„10.000 Stunden gegen Corona“


Der Katastrophenfall ist vorüber - die Führungsgruppe Katastrophenschutz im Landratsamt löste sich jetzt auf
Foto: Gottschalk
NEUMARKT. Die Führungsgruppe Katastrophenschutz im Landratsamt hat mehr als 10.000 Stunden im Kampf gegen Corona geleistet. Jetzt wurde sie aufgelöst.

Nachdem der am 9.Dezember in Bayern ausgerufene Katastrophenfall am 7. Juni nach genau 180 Tagen offiziell beendet wurde konnte auch die Koordinierungsgruppe für Landratsamt, Klinikum, Rotes Kreuz, Polizei, Bundeswehr und THW Bilanz ziehen.

Landrat Willibald Gailler lobte die Arbeit aller Beteiligten, sprach aber gleichzeitig die große Hoffnung aus, daß man „nicht mehr zusammentreten muss“.

Während der letzten Monate liefen alle wichtigen Entscheidungen im Zuge der Coronakrise bei der Führungsgruppe im Landratsamt zusammen. Örtlicher Einsatzleiter war Andreas Hiereth vom BRK-Kreisverband. Die Führungsgruppe, der auch die Mitarbeiter des Sachgebietes Sicherheitsangelegenheiten mit ihrem Leiter Stefan Berner, des Gesundheitsamtes, der Hauptverwaltung, die Abteilungsleiter und der Pressestelle angehörten, hatte insbesondere auch die Aufgabe, alle erforderlichen Ressourcen an Sicherheitsausrüstungen, Personal und zusätzlichen Räumlichkeiten und medizinischem Sachbedarf für die Gesundheitseinrichtungen im Landkreis sicherzustellen.
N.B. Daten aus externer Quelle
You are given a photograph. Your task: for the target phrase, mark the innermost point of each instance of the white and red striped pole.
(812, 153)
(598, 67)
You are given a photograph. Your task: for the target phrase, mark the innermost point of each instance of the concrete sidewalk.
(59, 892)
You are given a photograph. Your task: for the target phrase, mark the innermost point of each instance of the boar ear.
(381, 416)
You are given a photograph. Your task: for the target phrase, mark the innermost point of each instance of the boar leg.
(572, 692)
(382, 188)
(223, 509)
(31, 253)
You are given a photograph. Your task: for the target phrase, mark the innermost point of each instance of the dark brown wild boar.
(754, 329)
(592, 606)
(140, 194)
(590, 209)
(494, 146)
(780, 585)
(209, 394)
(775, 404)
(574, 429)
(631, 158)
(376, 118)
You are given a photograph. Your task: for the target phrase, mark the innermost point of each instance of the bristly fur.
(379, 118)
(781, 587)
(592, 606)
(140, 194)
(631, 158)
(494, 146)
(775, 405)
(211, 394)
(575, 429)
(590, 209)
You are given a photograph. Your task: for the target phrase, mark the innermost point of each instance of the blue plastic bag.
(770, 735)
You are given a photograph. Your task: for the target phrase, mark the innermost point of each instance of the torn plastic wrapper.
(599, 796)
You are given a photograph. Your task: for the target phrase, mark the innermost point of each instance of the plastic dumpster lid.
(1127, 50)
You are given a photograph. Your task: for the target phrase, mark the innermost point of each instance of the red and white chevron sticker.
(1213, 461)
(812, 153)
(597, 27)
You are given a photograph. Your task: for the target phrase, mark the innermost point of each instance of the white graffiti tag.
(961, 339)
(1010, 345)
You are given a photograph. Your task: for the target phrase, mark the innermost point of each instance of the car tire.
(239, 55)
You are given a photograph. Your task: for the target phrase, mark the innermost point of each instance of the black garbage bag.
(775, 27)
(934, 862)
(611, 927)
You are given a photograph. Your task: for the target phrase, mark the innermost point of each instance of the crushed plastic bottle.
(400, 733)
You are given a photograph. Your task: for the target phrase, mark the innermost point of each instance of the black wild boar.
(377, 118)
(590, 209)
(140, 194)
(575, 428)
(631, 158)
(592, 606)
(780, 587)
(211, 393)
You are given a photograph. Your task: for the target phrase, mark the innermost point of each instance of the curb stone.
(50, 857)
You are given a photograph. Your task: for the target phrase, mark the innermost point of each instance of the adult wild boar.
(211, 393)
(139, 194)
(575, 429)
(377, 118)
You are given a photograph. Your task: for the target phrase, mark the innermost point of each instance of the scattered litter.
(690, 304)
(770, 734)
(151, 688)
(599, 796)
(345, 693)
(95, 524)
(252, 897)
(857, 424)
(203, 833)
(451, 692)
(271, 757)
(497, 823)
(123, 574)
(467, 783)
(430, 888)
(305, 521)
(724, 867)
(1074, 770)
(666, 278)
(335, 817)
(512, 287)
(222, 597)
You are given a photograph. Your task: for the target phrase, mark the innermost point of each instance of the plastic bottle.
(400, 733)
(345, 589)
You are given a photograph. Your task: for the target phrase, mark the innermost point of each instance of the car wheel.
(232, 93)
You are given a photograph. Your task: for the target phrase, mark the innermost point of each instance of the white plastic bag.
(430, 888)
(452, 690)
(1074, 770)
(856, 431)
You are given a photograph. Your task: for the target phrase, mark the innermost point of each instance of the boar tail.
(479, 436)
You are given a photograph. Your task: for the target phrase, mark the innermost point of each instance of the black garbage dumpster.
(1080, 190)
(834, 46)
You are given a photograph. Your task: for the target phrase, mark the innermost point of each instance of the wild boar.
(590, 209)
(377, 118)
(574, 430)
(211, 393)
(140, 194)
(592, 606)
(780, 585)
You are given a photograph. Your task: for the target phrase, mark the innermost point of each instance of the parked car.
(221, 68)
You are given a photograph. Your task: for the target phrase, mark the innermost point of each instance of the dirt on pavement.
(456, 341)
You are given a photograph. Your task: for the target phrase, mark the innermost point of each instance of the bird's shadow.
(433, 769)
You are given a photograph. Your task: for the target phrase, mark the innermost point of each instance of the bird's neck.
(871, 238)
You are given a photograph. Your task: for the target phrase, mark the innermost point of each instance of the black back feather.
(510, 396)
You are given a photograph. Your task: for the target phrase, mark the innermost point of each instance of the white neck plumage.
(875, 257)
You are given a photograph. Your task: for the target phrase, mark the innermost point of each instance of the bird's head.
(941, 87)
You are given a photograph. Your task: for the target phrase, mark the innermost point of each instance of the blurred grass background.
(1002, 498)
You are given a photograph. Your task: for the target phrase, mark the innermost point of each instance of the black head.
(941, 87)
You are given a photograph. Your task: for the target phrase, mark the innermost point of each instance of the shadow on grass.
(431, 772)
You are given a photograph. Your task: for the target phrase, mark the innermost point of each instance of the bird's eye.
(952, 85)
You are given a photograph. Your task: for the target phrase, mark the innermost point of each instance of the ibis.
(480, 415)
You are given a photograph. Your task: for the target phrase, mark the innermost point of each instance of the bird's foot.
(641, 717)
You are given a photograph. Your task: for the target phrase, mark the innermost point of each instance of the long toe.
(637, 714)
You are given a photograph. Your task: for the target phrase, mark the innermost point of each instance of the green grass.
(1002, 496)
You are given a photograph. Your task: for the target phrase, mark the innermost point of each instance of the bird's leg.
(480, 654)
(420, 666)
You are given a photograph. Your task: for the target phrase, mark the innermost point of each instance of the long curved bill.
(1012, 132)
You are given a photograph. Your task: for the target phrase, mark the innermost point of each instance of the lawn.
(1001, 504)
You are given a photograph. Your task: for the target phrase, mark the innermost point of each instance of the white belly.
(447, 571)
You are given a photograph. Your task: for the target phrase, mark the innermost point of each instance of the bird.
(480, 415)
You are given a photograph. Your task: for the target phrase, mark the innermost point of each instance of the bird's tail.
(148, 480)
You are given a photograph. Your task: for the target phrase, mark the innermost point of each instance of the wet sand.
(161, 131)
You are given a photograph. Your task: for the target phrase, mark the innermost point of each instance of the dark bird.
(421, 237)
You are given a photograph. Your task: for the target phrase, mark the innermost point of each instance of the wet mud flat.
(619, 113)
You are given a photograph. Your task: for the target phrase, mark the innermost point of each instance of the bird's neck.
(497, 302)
Bis Mitte Dezember letzten Jahres wurde das Impfzentrum des Landkreises an der Neumarkter Autobahnauffahrt aufgebaut, das vom Klinikum betrieben wird. Mobile Impfteams übernahmen die Impfungen in den Heimen. Heuer im Frühjahr wurde noch eine Außenstelle in Dietfurt eingerichtet und auch noch eine zweite Stelle im Gewerbepark Loderbach. Zusammen mit den niedergelassenen Ärzten wurden seitdem über 95.000 Impfungen durchgeführt.

„In dieser schwierigen Zeit mussten wir alle eng zusammenarbeiten, um eine bestmögliche Vorsorge und auch gesundheitliche Versorgung für unsere Bevölkerung zu erreichen“, sagte Landrat Willibald Gailler. Die ehrenamtlichen Aktiven im Landkreis, insbesondere im Gesundheitswesen und in den sozialen Einrichtungen sowie bei den Sicherheitskräften hätten „wertvolle Arbeit“ geleistet.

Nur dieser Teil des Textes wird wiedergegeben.